Across Protocol is going private, and ACX holders are faced with an interesting choice. The team proposes to dissolve the DAO structure and convert into a traditional American C-corporation called AcrossCo. The idea is that a standard corporate structure makes it easier for institutional partners to collaborate and sign contracts.



The market responded quite enthusiastically to this proposal. ACX surged significantly after the plan was announced, although the price is now hovering around $0.04. Token holders have two options: exchange their ACX for shares in the new company at a 1:1 ratio, or sell their tokens for USDC at $0.04375. This buyout price is a 25% premium over the average trading price before the proposal went live.

What’s interesting is that many traders seem to be betting on that premium opportunity or believe the stock option will be more valuable. Trading volume was extremely high, showing how much speculation surrounds this proposal. For comparison: Bitcoin is currently trading flat, so this is truly an Across story.

How does it work in practice? Token holders with more than 5 million ACX can directly convert to shares. Those with less can participate through an SPV structure with a minimum of about 250,000 ACX. Everyone gets the same 1:1 ratio, so no distinction between large and small holders. Those who don’t want to participate will receive the USDC buyout at a premium.
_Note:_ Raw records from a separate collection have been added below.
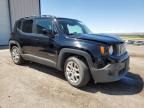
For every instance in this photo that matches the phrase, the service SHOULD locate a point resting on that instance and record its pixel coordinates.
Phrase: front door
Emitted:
(45, 44)
(26, 36)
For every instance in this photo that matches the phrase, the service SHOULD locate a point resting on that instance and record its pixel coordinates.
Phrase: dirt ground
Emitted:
(36, 86)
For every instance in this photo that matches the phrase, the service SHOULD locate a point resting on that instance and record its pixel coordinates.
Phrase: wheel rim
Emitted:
(15, 54)
(73, 72)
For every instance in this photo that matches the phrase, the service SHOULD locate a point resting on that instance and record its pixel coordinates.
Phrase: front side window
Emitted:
(70, 27)
(43, 24)
(27, 26)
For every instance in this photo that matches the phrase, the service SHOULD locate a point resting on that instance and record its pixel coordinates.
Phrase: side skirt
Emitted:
(40, 60)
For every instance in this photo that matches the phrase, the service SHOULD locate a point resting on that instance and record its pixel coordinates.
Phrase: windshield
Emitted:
(70, 27)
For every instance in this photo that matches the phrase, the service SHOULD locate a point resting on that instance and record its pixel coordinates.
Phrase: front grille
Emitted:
(120, 49)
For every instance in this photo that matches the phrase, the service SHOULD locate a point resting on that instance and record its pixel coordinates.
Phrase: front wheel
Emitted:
(76, 72)
(15, 55)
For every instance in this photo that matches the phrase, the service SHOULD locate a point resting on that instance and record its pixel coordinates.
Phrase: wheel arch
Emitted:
(14, 43)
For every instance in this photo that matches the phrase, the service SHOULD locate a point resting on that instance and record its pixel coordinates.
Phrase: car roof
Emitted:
(45, 16)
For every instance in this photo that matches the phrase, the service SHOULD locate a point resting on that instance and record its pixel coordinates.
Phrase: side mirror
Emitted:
(47, 32)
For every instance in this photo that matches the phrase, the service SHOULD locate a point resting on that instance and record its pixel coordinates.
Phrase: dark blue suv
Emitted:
(69, 46)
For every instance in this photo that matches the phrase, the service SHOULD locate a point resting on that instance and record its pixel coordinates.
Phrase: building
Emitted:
(11, 10)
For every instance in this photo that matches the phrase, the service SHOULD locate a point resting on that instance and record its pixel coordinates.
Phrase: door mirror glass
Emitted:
(47, 32)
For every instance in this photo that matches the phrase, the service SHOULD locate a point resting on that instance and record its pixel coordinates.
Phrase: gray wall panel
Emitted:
(4, 22)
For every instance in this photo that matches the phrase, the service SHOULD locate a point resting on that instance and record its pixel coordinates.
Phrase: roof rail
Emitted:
(51, 16)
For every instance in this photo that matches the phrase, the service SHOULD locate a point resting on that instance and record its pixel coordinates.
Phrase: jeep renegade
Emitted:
(69, 46)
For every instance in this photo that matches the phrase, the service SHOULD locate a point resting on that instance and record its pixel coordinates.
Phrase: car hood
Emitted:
(104, 38)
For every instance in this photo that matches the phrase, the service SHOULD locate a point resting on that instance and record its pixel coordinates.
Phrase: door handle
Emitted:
(37, 39)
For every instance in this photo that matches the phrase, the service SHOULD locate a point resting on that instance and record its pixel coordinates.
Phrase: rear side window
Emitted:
(27, 26)
(43, 24)
(19, 24)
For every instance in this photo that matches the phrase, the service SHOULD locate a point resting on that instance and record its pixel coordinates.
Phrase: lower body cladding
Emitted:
(111, 72)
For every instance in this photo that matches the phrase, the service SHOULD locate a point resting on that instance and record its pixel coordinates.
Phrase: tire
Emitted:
(76, 72)
(15, 55)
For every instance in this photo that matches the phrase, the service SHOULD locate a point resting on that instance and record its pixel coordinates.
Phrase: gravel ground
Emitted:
(36, 86)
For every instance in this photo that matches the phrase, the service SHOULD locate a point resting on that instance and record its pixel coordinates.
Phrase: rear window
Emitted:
(27, 26)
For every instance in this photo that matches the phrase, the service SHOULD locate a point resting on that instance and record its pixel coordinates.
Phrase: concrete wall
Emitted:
(4, 22)
(23, 8)
(11, 10)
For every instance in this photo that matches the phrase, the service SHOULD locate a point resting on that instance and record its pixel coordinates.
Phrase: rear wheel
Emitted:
(15, 55)
(76, 72)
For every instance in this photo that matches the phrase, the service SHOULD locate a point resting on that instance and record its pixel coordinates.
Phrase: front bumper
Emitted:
(111, 72)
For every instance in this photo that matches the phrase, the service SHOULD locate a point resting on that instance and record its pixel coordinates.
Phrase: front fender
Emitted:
(64, 51)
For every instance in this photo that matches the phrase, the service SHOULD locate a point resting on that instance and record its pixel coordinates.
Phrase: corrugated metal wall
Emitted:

The governance vote was scheduled for the end of March, so by now it should be clear whether this proposal will be approved. Risk Labs said that ACX is “significantly undervalued” and sees this as an opportunity to double down on Across.

The funny thing is that this is a pretty drastic step. For years, DeFi advocates argued that tokens and DAOs are better than traditional companies. Across is now essentially saying the opposite: that the token structure holds them back and that a C-corporation works better. That’s quite a moment for the DeFi community to reflect on.